Discussion in 'Blackpowder' started by arcticap, Mar 10, 2021.
Just read that thread , these are primitive in comparison.
Nah im sure yours work great too. What matters is that they function. Im just a little OCD and like to add a bit of "art" to my projects. As my moms marine husband (my step father) always says when working..."attention to detail!"
I just fired some today with the paper nitrated by me. 1858 Uberti 36 cal with 17 grains of Swiss 3F under 125 grain conicals. All worked fine and not a bit of paper left.
Can you describe how you did the paper, type of papers, nitrate used and procedure. I’d like to give it a try.
I don't know what the paper is it came in the kit from Guns of the West in the kit I bought. I used their glue and directions and there was a ton of paper after i shot that i had to get out of the chambers to reload. I went online search and and a video of Mark, from Eras Gone Bullet Molds was first up. I dissolved Spectracide stump remover granules in waster per his instructions and used the same paper. It's a bit of a chore after the papers dry but it sure worked. There was zero residue in the chambers of my Uberti 1858 36 after firing. I must say that I am very disappointed in this revolver though. The caps jammed it every shot. Possible Shop is out of Treso nipples so I ordered so Slix shot elswhere.
For the record, I shoot "metallic" cartridges . . . much easier!!! Lol!!!
And a darn sight faster to make.
I’ve used curling papers also. Same results.
I think it’s the glue I’m using.
I use curling paper. Actually i use both curling paper and RAW rolling paper. For an end "cap" to the base of my cartridges i use hair curling paper disks and rice paper disks..just depends on which style im working on.
Some guns are worse than others. My pair or Uberti '60 Armies have sharp step in the chamber down about where the bolt notches are. My Euroarms Rem.blasts out best.
Stump remover is potassium nitrate, which makes up the bulk of the mix to make black powder.
I edited my post on page 1 that mentioned the wrong way to make nitrocellulose glue.

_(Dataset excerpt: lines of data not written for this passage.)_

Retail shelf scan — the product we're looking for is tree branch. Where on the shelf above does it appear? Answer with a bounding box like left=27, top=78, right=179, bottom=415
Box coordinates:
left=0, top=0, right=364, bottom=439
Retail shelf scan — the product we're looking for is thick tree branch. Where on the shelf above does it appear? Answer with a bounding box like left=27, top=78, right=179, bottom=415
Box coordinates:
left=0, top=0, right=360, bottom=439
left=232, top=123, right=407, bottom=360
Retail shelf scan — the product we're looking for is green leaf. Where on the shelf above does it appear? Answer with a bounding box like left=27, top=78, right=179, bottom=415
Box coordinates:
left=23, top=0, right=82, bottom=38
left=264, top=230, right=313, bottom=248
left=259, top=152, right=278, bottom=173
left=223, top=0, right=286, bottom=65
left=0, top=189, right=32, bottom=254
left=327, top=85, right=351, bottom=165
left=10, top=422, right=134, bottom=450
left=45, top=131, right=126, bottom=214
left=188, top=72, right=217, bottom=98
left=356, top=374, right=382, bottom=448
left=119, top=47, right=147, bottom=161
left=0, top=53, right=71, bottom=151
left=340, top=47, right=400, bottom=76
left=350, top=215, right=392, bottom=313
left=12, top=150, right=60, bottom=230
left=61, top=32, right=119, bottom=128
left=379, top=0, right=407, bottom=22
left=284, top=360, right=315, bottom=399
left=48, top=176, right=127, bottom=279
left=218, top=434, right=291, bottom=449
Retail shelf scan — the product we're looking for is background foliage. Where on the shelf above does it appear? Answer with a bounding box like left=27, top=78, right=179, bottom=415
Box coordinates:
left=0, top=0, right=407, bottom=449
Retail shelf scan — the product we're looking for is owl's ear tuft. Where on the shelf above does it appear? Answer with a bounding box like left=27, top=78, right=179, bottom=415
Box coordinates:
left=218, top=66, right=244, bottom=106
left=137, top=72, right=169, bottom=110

Dithsoer and Ginormous described how to properly make nitrocelllose shellac or lacquer which is very much like a waterproof glue that was used to coat paper cartridges with.
"I've been making paper cartridges for years but an additional step that I take is to "paint" each finished cartridge with nitrocellulose shellac. This can be easily made by dissolving a spoonful of regular smokeless powder in several spoonfuls of acetone (fingernail polish remover). Depending on the powder used it may take more or less acetone. Once I have a thin syrup I store it in a sealed glass container (the acetone evaporates quickly). Using a small childrens paintbrush I just paint each cartridge with a thin coat of it. Not only does this ensure reliable ignition without the use of a nipple pick, the paper is completely consumed. As an added benefit it also waterproofs them. I have been doing this for years and have never had a failure to fire." --->>> https://www.thehighroad.org/index.php?threads/paper-cartridges-step-by-step-photos.144094/page-5#post-2810616
He also mentioned other details about it in other posts.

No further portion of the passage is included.